BTW I preallocate 200,000 faces and 600,000 vertices and make the faces all NANs initially and change them as I add the new patches. This could be slowing things up in the drawing.stage. Is there a faster way
function addpatch(verts,faces,colour)
persistent bigpatch pverts pfaces pcolours lastvert lastface
maxnFaces=200000;
if colour<0
% close the big patch cos we are finished
pverts=pverts(1:lastvert,:);
pfaces=pfaces(1:lastface,:);
pcolours=pcolours(1:lastvert,:);
fprintf('Closing. Big patch has %d vertices and %d faces\n',lastvert,lastface);
bigpatch.Faces=pfaces;
bigpatch.Vertices=pverts;
bigpatch.Vertices=pverts;
bigpatch.FaceVertexCData=pcolours;
pverts=[]; % free up some memory
pfaces=[];
pcolours=[];
return
end
if isempty(pverts) || ~isgraphics(bigpatch)
% initialise the big patch
pverts=zeros(maxnFaces*3,2);
pcolours=zeros(maxnFaces*3,1);
pfaces=nan(maxnFaces,4);
pcolours=ones(maxnFaces*3,1);
pfaces(1:size(faces,1),:)=faces;
pverts(1:size(verts,1),:)=verts;
pcolours(1:size(verts,1),:)=colour;
bigpatch=patch('Vertices',pverts,'Faces',pfaces,'FaceVertexCData',pcolours,'CDataMapping','direct','FaceColor','flat','EdgeColor','none');
lastface=size(faces,1);
lastvert=size(verts,1);
else
% add the new verts/faces to the big patch
pfaces(lastface+1:lastface+size(faces,1),:)=faces+lastvert;
pverts(lastvert+1:lastvert+size(verts,1),:)=verts;
pcolours(lastvert+1:lastvert+size(verts,1),:)=colour;
bigpatch.Faces=pfaces;
bigpatch.Vertices=pverts;
bigpatch.FaceVertexCData=pcolours;
lastface=lastface+size(faces,1);
lastvert=lastvert+size(verts,1);
end
if lastvert>3*maxnFaces
warning('Max number of vertices exceeded')
lastvert=1;
end
if lastface>maxnFaces
warning('Max number of faces exceeded')
lastface=1;
end
end
Michael
Benjamin Kraus
Benjamin Kraus am 22 Jan. 2024
@Michael, you said "Now switching the palette takes only 0.17 seconds, so thanks! The downside is that it take 3 minutes to draw instead of 25 seconds."
Can you clarify what you mean by "3 minutes to draw"? If it only takes 0.17 seconds to switch the colormap, then my guess is the 3 minutes is being spent generating the data to populate the patch. This should show-up in the profiler.
I can't run your reproduction code without data, but if you ran the MATLAB Profiler on your code it may identify what is taking the most time, and give you some places to look to optimize.
However, one thing that jumps out at me is it looks like you are creating the patch early, and then updating the data on the patch in each iteration of a loop (I assume your addpatch function is being called in a loop). I would suggest not creating the actual graphics Patch object until you are done collecting all the faces and vertices (and colors). I think that would be a relatively small tweak in your script: Just have your function return pverts, pfaces, and pcolours and then call patch once when the script is done.

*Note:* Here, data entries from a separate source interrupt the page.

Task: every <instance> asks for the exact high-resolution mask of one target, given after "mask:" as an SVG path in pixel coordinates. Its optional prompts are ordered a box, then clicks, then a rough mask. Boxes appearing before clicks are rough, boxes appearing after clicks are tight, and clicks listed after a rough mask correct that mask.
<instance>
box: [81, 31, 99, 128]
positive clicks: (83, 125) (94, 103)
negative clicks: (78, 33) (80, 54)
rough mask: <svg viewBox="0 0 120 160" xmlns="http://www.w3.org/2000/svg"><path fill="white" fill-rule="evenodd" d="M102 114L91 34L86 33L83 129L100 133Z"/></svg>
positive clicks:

I'm guessing here, but I suspect what is happening is that whatever process is calling addpatch is (directly or indirectly) trigging a graphics update (for example, calling drawnow or pause). This will allow you to see the resulting figure getting progressively updated every time you add new data, but it means the patch needs to be redrawn every time you add new data.
  • How frequently is your addpatch script being called?
  • Are you calling drawnow (if so, try replacing it with drawnow limitrate)?